The old routine meant a nap from 1:30-3:30, followed by feeding the dog, catching up on news and waiting for the wife to get home. Today I gave up on the nap at 2:15. The dog was fed at 3. There's nothing to watch, and the news is all old to me. Obama's coming. I know this. There's a new Supreme Court nominee (more about that later). I know this. 90s all week. Oh, God, how I know that. I can sense my dog's frustration with my boredom, as my frustration makes me understand his. I'm leading a dog's life this afternoon. Sometimes that's good, but right now it's paralyzing. Pumpkin won't be home for at least an hour. I consider myself an independent, but have I become so dependent on her company that I'm starting to lose the ability to enjoy my time alone? I had the potential to do almost anything I wanted this afternoon and the choice was to change the channel.
Tuesday, May 26, 2009
I worked the morning shift today. 4;30am-Noon. My old hours for 13 years. I've always looked forward to working that shift, but that's starting to fade. The only reason I'm typing is that I'm monumentally bored. I don't take middle of the day naps anymore, and my attempt today was disappointing. It's too hot for me to do anything outside for an extended period. It's also too hot for the dog to be outside for any more than ten minutes at a time, so a trip to the park is out.

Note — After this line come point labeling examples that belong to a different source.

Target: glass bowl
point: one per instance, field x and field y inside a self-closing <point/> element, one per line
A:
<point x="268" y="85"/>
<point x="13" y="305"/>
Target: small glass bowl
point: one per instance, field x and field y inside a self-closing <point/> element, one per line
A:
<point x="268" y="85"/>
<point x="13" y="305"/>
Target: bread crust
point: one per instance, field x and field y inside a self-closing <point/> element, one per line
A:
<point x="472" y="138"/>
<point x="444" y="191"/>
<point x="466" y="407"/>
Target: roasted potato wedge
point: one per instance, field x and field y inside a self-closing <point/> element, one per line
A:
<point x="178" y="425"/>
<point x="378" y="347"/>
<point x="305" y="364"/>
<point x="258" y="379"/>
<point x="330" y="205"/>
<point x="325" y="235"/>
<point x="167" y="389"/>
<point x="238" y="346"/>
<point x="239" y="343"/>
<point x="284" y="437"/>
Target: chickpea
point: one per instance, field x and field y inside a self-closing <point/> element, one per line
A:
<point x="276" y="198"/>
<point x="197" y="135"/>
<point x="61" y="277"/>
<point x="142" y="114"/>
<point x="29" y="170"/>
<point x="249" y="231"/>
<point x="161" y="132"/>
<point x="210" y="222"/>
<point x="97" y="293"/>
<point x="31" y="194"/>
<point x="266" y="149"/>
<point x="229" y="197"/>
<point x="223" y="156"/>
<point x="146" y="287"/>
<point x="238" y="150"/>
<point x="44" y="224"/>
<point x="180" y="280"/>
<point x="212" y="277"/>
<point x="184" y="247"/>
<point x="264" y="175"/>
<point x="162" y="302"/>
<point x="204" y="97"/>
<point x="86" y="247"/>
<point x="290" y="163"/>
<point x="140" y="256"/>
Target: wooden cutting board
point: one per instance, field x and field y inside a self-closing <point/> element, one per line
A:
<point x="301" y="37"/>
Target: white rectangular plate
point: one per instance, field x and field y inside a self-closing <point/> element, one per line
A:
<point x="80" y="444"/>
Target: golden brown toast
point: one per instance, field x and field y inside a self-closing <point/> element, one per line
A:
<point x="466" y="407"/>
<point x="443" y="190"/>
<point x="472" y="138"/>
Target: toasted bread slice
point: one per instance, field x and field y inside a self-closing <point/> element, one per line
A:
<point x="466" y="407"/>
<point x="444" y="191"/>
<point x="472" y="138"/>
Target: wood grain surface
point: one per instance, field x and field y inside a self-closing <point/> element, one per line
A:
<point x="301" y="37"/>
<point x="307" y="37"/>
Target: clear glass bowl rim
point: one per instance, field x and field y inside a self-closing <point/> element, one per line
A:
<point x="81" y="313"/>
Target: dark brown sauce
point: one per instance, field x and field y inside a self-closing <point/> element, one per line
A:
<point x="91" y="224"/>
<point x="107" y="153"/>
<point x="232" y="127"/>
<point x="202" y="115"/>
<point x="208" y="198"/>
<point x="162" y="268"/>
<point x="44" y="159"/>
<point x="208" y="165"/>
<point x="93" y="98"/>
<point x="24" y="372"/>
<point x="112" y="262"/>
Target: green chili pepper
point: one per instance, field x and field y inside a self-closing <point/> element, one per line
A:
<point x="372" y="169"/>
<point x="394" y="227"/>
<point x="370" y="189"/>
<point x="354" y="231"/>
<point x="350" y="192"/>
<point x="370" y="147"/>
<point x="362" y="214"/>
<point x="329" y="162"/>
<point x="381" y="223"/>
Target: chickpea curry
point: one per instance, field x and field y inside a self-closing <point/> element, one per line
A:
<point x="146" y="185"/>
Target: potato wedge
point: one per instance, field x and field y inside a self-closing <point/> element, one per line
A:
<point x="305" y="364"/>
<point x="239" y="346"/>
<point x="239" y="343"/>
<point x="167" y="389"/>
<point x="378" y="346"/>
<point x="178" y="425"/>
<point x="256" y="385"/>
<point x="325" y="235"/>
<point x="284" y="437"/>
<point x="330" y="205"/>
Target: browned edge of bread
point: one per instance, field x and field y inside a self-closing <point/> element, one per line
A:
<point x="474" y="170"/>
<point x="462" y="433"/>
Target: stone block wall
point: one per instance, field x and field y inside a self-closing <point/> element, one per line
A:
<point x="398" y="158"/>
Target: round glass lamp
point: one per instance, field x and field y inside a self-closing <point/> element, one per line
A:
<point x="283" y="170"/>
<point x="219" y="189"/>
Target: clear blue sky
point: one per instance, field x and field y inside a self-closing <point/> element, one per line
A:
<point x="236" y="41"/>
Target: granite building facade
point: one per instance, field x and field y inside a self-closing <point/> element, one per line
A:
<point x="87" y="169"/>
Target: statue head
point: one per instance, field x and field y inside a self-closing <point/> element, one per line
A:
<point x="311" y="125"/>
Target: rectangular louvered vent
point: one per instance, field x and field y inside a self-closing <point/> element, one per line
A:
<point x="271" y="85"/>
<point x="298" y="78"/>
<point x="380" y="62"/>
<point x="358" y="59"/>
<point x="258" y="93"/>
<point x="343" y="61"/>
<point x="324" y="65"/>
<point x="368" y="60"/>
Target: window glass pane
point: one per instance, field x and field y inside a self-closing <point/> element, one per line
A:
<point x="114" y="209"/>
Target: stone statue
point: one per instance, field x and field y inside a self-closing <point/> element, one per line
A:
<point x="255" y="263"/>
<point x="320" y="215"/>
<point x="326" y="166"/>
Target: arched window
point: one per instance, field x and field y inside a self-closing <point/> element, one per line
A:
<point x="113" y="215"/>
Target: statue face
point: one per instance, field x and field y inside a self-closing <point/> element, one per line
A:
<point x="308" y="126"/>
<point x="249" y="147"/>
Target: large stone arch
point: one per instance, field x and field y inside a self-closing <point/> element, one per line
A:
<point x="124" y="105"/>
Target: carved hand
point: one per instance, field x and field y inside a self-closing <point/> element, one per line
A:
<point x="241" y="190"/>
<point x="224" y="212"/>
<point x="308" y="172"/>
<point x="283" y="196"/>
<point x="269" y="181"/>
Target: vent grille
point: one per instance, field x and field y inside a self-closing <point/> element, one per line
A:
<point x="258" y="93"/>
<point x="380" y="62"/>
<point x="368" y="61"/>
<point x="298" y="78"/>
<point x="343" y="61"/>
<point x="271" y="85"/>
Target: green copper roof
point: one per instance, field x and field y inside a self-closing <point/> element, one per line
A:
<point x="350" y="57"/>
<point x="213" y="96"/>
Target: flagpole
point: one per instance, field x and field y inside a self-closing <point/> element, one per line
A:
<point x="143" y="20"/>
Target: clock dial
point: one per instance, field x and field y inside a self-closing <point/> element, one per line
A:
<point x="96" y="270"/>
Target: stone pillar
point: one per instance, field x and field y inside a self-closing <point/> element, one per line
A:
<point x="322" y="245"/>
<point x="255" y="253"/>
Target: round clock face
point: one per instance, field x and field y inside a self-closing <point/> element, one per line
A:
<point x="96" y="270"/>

I don't feel like going to the gym, and since I went on Saturday and Sunday, today should be a day of rest anyway. The selections on television are abysmal. Say what you will about TV, but those who program it more than realize that those who watch between 1pm-4pm must have brains mushier than a cup of Golden Spoon peanut butter chocolate.
Thursday, May 14, 2009
Steve died Tuesday night.
I had a feeling it was coming. My last post talked about the guilt I felt for not calling Steve since February 9th. Yesterday morning I took to Google to search under his name. The purpose was to check the obituaries in the Madison newspaper. Instead, I found that Steve had created a blog to diary the goings-on at his hospice. The entries were pretty regular, every second or third day. The last posting was three weeks ago. Something wasn't right
Not more than 15 minutes after looking at the blog- and the obituaries- Steve's stepmom called to say that he had died on Tuesday night, surrounded by family. The passing was peaceful, the pain finally gone. I learned that during his final days, Steve achieved his two dreams. One was to have an art fair, showcasing his work. That was held at the hospice. The other was to record a cd of original music. Both events were hits, with both the artwork and the cd (25 copies) selling out. Steve finished life with the same passion that I had seen in him when we hung out in Madison. Mission accomplished. Time to catch the bus.
Steve's stepmom told me how much he had appreciated my calls to him, even though those calls stopped three months back. Ironically, the blog entries would allow me to write Steve and comment on what great things he was doing. Even if I couldn't talk with him anymore, I was going to re-establish that line of communication. I feel terrific that he was so active in the time that led up to his death, but there'll be no shaking the guilt I feel for not being there toward the end. Funny how death is the hardest on those who haven't yet died
One more thing: Steve had told me that during the presidential campaign Barack Obama gave him a phone call. Steve was a big supporter and organizer for Obama in Madison. Word of Steve's condition made its way to Obama and the phone call was placed. Steve said Obama asked him how he could work so hard with such a debilitating condition. Steve told him that it was because Obama inspired him. Obama's response: "No, Steve. You inspire me". I'm not a fan of his policies, but that was a pretty cool thing to do. I just wish I had Steve's passion and drive. His reward? A one-way ticket North
Tuesday, May 5, 2009
I last called Steve on February 9th. I knew it had been awhile, but not that long. Three months ago. Steve is someone I hung out with when I was living in Madison back in the early 90's. Steve's been fighting brain cancer for the past couple of years, and it's recently advanced to the stage where he's now in hospice care. Three months ago he was given six months to live. I've stopped calling. What am I afraid of?
The last time we spoke, Steve had gotten himself a bluetooth earpiece, as he was only able to use one arm. The bluetooth freed him up to do things like sketch and eat. It also meant a whole lot of background noise. It was tough enough to understand him before the bluetooth but with it, it became a much more difficult conversation. As I said goodbye, I said what I always said- "I'll give you a call next week". I haven't called since, and it eats away at me every day. I could pick up the phone right now and call, but I don't. Why?
(I've been sitting here staring at the word "why" for three minutes. No answer.)
I knew Steve had been as active at the hospice as a person can be. He'd been able to get around, had the biggest room in the place, and was living in his hometown, which meant constant visits from friends and family. Maybe I took heart in thinking that he's not alone and that I wasn't his only link to the outside world. Or maybe I'm just showing that I can't be a good friend to someone when they need a good friend the most. The easiest thing I could do today would be to call him. It would also be the hardest.
See? There I go again. A friend of mine is dying of brain cancer and it's all about my problems, not his.